On September 18, 2017, Beal signed a one-month contract with Ironi Nes Ziona, now in the Israeli Premier League, as injury cover for Daequan Cook. Beal appeared in the first two games of the season before leaving the team in mid-October following Cook's return.

==Post-playing career==
In January 2018, Beal was a midseason addition to the staff of the Pittsburgh Panthers men's basketball team. He was hired by coach Kevin Stallings as an assistant video coordinator. Beal played for Stallings in all four years of his college career at Vanderbilt. Pitt finished the 2017–18 season 8–24 overall and 0–18 in ACC play, which led to the firing of Stallings in March 2018.

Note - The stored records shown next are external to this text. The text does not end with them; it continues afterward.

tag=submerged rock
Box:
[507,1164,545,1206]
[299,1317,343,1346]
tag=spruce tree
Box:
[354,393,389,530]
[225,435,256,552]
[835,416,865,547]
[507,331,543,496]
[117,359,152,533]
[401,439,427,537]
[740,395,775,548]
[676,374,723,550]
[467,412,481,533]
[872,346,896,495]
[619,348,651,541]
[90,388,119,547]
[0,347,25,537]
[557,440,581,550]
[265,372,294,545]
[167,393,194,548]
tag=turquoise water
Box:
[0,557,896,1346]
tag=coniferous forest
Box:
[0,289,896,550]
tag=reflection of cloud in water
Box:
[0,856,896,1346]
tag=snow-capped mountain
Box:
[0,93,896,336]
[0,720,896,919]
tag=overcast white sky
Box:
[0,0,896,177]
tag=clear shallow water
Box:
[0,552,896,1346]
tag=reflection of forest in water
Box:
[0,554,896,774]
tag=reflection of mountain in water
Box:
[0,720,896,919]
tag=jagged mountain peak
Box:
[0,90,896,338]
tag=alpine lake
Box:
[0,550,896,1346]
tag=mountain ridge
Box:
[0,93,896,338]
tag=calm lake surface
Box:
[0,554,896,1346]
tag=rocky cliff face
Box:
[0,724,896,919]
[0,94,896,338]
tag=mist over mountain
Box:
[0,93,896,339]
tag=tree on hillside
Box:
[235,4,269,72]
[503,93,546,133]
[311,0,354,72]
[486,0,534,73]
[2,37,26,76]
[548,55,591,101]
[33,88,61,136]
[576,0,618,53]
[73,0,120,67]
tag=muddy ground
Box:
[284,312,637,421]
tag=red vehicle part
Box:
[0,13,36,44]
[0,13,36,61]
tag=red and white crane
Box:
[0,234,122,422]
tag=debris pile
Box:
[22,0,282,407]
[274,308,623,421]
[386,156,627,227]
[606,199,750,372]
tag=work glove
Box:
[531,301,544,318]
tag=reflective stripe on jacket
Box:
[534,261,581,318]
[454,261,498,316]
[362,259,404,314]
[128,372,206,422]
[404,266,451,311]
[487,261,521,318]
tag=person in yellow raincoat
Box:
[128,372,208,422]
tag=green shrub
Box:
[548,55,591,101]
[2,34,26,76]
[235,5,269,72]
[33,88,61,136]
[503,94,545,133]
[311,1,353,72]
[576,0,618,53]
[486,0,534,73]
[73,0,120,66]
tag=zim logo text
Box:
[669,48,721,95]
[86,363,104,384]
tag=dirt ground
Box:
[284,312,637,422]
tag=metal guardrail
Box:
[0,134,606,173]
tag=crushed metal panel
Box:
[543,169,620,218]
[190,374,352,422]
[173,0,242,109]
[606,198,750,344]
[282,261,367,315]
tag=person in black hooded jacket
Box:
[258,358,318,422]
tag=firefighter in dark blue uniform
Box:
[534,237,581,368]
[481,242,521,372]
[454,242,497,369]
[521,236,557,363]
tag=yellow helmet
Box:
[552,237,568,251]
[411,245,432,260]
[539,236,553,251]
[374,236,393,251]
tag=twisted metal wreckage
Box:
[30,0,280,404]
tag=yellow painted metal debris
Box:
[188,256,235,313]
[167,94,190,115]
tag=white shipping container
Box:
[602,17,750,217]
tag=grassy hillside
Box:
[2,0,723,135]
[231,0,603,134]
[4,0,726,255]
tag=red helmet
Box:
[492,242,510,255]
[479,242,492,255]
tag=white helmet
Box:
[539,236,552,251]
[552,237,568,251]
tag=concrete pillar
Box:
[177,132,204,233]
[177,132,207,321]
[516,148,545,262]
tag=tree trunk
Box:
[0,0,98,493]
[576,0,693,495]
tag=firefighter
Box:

In June 2022, Beal joined the Waxahachie High School athletics staff as head junior varsity coach and a varsity assistant coach with the Runnin' Indians. During his time at Waxahachie, he was a geography teacher.

==Personal life==
Beal is the son of James and Rubye Beal, and has an older brother James Jr, and a younger brother Jared. He is commonly referred to by the nickname "Dolla", and traditionally wore the number zero jersey.